Antidiabetic Agents Show Some Promise in Treating Alzheimer's Disease

Laurie Barclay, MD

July 27, 2006

July 27, 2006 — Antidiabetic agents show some promise in treating Alzheimer's disease (AD), according to 3 presentations at the 10th International Conference on Alzheimer's Disease and Related Disorders (ICAD 2006) in Madrid, Spain. The 3 studies on the effect of intranasal insulin, rosiglitazone (RSG), and pioglitazone (PGZ) on nondiabetic patients with AD suggest a possible link between insulin metabolism and mechanisms underlying AD.

"Recent evidence suggests that disorders of insulin metabolism, such as insulin resistance and diabetes, increase the risk for developing AD," presenter Suzanne Craft, PhD, a professor of psychiatry and behavioral sciences at the University of Washington School of Medicine, and associate director of the Geriatric Research, Education, and Clinical Center at the Veterans Affairs Puget Sound Health Care System in Seattle, Washington, told Medscape.

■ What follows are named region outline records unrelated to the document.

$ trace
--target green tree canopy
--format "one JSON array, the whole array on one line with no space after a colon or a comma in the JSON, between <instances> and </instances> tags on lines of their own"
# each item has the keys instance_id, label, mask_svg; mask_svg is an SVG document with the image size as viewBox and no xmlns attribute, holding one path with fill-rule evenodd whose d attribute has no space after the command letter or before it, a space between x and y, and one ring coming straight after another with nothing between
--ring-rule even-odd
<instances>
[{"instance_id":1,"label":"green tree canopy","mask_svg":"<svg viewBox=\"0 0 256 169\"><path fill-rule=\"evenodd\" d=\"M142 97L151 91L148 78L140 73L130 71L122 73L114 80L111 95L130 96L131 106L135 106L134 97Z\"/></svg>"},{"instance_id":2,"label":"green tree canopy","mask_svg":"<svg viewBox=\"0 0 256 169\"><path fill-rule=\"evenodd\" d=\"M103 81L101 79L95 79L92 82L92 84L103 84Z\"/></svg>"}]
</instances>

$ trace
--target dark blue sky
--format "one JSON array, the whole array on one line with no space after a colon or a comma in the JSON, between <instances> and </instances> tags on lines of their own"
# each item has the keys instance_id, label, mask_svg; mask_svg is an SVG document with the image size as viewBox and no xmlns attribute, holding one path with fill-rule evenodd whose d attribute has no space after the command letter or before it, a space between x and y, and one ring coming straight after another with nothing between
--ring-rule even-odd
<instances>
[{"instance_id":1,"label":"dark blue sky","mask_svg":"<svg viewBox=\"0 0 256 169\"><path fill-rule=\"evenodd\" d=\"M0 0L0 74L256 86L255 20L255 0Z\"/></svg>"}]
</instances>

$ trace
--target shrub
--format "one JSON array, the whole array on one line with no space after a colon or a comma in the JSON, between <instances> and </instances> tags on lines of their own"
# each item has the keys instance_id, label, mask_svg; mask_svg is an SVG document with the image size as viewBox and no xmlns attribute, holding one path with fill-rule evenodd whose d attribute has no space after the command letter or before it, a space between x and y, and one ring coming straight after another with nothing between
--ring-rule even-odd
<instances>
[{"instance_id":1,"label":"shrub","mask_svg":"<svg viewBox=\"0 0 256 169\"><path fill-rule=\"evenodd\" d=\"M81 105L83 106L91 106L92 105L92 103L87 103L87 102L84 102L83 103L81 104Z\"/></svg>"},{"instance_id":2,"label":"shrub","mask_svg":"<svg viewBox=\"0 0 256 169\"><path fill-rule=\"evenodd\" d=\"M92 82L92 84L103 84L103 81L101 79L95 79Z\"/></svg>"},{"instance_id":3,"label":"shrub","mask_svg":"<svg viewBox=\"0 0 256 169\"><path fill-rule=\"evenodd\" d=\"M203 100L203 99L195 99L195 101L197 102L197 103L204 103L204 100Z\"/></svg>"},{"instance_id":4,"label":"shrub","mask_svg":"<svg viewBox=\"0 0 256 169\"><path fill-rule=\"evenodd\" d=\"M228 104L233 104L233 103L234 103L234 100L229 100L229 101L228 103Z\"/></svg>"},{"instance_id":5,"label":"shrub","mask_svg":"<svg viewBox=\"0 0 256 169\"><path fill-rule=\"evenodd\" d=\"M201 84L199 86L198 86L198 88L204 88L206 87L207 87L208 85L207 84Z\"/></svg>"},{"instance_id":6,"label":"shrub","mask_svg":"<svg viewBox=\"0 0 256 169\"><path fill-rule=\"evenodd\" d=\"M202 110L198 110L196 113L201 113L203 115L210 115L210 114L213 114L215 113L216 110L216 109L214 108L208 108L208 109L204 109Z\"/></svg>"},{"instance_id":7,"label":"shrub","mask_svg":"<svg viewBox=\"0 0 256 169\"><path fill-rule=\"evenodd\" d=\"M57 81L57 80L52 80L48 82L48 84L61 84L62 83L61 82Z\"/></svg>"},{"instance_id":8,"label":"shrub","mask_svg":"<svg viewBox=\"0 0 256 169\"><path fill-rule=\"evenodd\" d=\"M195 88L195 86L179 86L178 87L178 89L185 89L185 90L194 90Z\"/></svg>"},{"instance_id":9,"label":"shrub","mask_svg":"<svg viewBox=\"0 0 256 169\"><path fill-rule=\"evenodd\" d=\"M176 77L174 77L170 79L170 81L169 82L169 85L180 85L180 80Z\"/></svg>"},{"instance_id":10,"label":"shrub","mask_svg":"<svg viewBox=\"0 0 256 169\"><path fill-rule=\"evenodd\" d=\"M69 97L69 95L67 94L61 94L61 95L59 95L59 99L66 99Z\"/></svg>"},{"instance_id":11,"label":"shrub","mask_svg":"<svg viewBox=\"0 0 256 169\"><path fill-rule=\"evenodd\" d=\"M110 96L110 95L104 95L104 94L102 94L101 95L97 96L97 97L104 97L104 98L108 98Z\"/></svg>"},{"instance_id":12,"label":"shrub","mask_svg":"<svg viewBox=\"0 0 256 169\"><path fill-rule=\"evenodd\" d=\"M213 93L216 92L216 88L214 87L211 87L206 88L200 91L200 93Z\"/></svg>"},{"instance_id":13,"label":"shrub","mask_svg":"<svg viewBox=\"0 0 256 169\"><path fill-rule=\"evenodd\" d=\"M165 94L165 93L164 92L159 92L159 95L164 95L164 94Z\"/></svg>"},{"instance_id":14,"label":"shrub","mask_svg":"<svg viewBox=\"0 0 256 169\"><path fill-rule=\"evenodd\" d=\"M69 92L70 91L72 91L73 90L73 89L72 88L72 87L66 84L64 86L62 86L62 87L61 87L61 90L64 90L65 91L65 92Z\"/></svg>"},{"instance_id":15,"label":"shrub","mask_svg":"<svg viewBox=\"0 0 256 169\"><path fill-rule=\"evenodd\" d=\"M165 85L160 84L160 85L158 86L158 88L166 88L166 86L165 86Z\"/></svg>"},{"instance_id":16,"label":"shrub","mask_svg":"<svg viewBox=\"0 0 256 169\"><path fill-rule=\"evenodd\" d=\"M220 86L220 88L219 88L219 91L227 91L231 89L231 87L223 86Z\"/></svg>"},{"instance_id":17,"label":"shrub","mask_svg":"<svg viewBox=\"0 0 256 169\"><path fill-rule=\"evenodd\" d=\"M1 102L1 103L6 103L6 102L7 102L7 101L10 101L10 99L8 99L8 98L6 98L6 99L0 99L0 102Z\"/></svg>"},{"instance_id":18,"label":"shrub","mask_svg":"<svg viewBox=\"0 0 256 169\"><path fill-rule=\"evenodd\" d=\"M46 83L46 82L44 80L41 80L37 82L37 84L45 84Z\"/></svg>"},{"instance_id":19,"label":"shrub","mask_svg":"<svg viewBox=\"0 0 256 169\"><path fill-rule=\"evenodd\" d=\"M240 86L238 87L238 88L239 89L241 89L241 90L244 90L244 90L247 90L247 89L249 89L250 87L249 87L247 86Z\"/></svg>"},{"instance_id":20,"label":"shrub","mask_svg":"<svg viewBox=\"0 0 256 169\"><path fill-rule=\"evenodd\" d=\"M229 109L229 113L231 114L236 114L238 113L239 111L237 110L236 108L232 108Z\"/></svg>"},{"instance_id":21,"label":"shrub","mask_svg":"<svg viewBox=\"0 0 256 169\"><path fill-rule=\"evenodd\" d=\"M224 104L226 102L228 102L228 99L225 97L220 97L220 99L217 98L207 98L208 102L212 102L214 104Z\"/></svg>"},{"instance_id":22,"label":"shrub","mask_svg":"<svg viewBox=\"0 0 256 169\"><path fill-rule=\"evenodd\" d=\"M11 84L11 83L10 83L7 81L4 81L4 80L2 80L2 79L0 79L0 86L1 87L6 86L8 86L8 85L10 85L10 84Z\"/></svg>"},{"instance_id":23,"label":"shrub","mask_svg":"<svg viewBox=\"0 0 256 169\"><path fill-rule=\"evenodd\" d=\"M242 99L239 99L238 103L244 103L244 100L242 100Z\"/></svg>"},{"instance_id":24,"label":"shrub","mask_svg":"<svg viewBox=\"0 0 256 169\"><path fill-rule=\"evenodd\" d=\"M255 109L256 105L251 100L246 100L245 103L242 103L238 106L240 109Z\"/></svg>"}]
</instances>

Insulin resistance and diabetes are commonly associated with elevated peripheral insulin levels, which lead to reduced insulin levels and signaling in the central nervous system (CNS), Dr. Craft explained. Low cerebrospinal fluid (CSF) insulin levels have been observed in AD patients, and intravenous insulin administration, while maintaining euglycemia, improves memory, possibly by augmenting low brain levels. However, the risk of hypoglycemia with peripherally administered insulin prevents this from being a viable treatment.

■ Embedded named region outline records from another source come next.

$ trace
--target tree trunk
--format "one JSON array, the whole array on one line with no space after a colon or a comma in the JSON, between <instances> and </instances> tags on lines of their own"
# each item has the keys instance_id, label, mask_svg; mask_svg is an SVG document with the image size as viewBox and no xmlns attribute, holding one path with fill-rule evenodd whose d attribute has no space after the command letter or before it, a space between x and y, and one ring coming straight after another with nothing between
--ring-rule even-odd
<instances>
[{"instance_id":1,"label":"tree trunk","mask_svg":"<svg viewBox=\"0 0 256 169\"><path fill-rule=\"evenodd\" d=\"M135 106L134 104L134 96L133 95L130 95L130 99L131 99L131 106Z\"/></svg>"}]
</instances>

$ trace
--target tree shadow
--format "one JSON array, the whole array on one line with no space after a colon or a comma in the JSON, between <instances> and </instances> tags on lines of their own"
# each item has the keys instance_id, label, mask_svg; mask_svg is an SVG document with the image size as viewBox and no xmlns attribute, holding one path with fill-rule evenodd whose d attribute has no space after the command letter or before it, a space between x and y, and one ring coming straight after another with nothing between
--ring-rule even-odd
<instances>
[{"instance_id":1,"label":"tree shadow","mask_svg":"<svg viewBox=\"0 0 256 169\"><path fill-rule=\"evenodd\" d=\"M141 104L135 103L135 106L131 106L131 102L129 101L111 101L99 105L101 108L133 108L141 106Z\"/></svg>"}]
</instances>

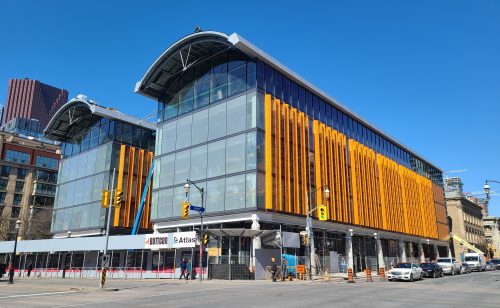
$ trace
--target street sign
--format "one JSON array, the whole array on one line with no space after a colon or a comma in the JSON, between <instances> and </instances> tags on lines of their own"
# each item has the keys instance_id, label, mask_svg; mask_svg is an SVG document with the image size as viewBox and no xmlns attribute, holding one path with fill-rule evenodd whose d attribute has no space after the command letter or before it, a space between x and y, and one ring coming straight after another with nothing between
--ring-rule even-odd
<instances>
[{"instance_id":1,"label":"street sign","mask_svg":"<svg viewBox=\"0 0 500 308\"><path fill-rule=\"evenodd\" d=\"M109 266L109 255L103 255L101 257L101 262L102 262L102 267L108 267Z\"/></svg>"},{"instance_id":2,"label":"street sign","mask_svg":"<svg viewBox=\"0 0 500 308\"><path fill-rule=\"evenodd\" d=\"M326 205L318 205L318 219L319 220L328 219L328 212Z\"/></svg>"},{"instance_id":3,"label":"street sign","mask_svg":"<svg viewBox=\"0 0 500 308\"><path fill-rule=\"evenodd\" d=\"M200 213L204 213L205 212L205 208L203 208L201 206L196 206L196 205L190 205L189 209L191 211L196 211L196 212L200 212Z\"/></svg>"}]
</instances>

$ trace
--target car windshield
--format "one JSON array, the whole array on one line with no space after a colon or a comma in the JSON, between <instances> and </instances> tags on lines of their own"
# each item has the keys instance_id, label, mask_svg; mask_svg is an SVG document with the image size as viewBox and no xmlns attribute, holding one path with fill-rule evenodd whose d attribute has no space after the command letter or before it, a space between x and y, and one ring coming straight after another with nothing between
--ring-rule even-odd
<instances>
[{"instance_id":1,"label":"car windshield","mask_svg":"<svg viewBox=\"0 0 500 308\"><path fill-rule=\"evenodd\" d=\"M467 261L477 261L478 257L465 257L465 262Z\"/></svg>"}]
</instances>

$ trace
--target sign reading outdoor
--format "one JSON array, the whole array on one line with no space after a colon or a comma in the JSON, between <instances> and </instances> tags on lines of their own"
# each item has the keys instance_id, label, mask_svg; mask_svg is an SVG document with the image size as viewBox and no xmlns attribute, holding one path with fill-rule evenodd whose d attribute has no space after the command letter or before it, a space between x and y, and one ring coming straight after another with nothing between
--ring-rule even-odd
<instances>
[{"instance_id":1,"label":"sign reading outdoor","mask_svg":"<svg viewBox=\"0 0 500 308\"><path fill-rule=\"evenodd\" d=\"M172 235L172 248L187 248L196 246L196 232L176 232Z\"/></svg>"},{"instance_id":2,"label":"sign reading outdoor","mask_svg":"<svg viewBox=\"0 0 500 308\"><path fill-rule=\"evenodd\" d=\"M144 248L146 249L165 249L168 247L169 233L146 234L144 239Z\"/></svg>"},{"instance_id":3,"label":"sign reading outdoor","mask_svg":"<svg viewBox=\"0 0 500 308\"><path fill-rule=\"evenodd\" d=\"M205 212L205 208L201 207L201 206L196 206L196 205L190 205L189 206L189 209L191 211L197 211L197 212L200 212L200 213L203 213Z\"/></svg>"}]
</instances>

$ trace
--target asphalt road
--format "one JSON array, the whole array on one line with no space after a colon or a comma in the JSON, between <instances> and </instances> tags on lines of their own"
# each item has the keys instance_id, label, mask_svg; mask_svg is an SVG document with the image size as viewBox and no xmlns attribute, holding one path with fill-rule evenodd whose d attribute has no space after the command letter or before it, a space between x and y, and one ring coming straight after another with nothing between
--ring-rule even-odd
<instances>
[{"instance_id":1,"label":"asphalt road","mask_svg":"<svg viewBox=\"0 0 500 308\"><path fill-rule=\"evenodd\" d=\"M0 307L500 307L500 271L410 282L0 280Z\"/></svg>"}]
</instances>

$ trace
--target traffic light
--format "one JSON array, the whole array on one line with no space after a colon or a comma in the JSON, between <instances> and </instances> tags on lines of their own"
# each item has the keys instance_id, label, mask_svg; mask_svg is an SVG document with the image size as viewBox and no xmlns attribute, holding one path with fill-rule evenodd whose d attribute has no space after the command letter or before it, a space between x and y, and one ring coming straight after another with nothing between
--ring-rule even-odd
<instances>
[{"instance_id":1,"label":"traffic light","mask_svg":"<svg viewBox=\"0 0 500 308\"><path fill-rule=\"evenodd\" d=\"M120 207L123 203L123 191L117 189L115 191L115 206Z\"/></svg>"},{"instance_id":2,"label":"traffic light","mask_svg":"<svg viewBox=\"0 0 500 308\"><path fill-rule=\"evenodd\" d=\"M109 206L109 190L103 189L101 193L101 207L103 209Z\"/></svg>"},{"instance_id":3,"label":"traffic light","mask_svg":"<svg viewBox=\"0 0 500 308\"><path fill-rule=\"evenodd\" d=\"M328 219L328 211L326 205L318 206L318 219L319 220L327 220Z\"/></svg>"},{"instance_id":4,"label":"traffic light","mask_svg":"<svg viewBox=\"0 0 500 308\"><path fill-rule=\"evenodd\" d=\"M182 219L188 219L189 218L189 202L184 201L182 202L182 213L181 213Z\"/></svg>"},{"instance_id":5,"label":"traffic light","mask_svg":"<svg viewBox=\"0 0 500 308\"><path fill-rule=\"evenodd\" d=\"M210 241L210 236L208 235L208 233L203 234L203 245L207 246L209 241Z\"/></svg>"}]
</instances>

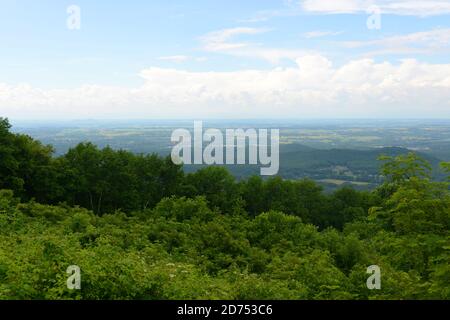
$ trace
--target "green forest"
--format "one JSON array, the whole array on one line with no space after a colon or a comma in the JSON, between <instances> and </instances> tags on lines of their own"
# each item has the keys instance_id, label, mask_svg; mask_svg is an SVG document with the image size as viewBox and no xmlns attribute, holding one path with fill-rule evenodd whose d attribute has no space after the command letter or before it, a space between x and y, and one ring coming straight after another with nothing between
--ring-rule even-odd
<instances>
[{"instance_id":1,"label":"green forest","mask_svg":"<svg viewBox=\"0 0 450 320\"><path fill-rule=\"evenodd\" d=\"M379 161L374 190L326 193L89 142L54 156L0 118L0 299L450 299L449 184L412 152Z\"/></svg>"}]
</instances>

"Reduced insulin signaling has been reported in neuropathological studies of patients with AD," Dr. Craft said. "Reduced insulin signaling may interfere with the normal functioning of brain insulin, which regulates glucose utilization in selected brain regions such as the hippocampus, and modulates acetylcholine levels and neuronal physiology. Insulin also regulates levels of the beta amyloid peptide in the CNS."

Intranasal Insulin Improved Daily Function

To enhance brain insulin signaling in patients with AD without raising peripheral insulin levels, Dr. Craft's group studied the effects of intranasal insulin. After intranasal administration, insulin follows extracellular pathways to the brain and largely bypasses the periphery, directly reaching the CNS within 15 minutes and avoiding the risk of hypoglycemia.

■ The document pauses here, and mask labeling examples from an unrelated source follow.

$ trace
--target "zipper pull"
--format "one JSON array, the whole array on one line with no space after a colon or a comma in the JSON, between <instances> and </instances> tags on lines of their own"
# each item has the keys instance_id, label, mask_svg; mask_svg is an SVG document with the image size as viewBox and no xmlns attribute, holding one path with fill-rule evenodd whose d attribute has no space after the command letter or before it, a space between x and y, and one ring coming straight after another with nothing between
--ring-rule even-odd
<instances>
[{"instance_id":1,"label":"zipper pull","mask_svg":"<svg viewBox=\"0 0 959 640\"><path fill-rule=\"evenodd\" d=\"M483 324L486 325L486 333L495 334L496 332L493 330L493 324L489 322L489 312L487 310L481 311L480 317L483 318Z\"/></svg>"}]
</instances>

In this double-blind trial, 25 patients with early AD or amnestic mild cognitive impairment (MCI) were enrolled, of whom 12 were randomized to receive placebo and 13 to receive 20 IU intranasal insulin administered using an electronic atomizer twice daily for 21 days. Outcomes included cognitive measures and blood levels of glucose and insulin at baseline, and after 10 and 21 days of treatment.

"For a genetic subgroup of patients previously shown to be more affected by insulin resistance, memory improved [by] about 20%," Dr. Craft said. "Caregivers of these patients reported significantly improved daily function, suggesting that the effects were clinically significant. Longer-term trials of intranasal insulin appear warranted at this time."

Treatment was well-tolerated, with no serious adverse events or changes in plasma glucose or insulin levels. Compared with the placebo-treated group, the insulin-treated group showed enhanced ability to retain verbal information after a delay (memory savings; P =.03). Although memory savings scores were no different between the 2 groups at baseline, they were significantly higher in the insulin-treated group at day 21 (placebo group mean memory savings score, 32% ± 26%; insulin group, 53% ± 13%).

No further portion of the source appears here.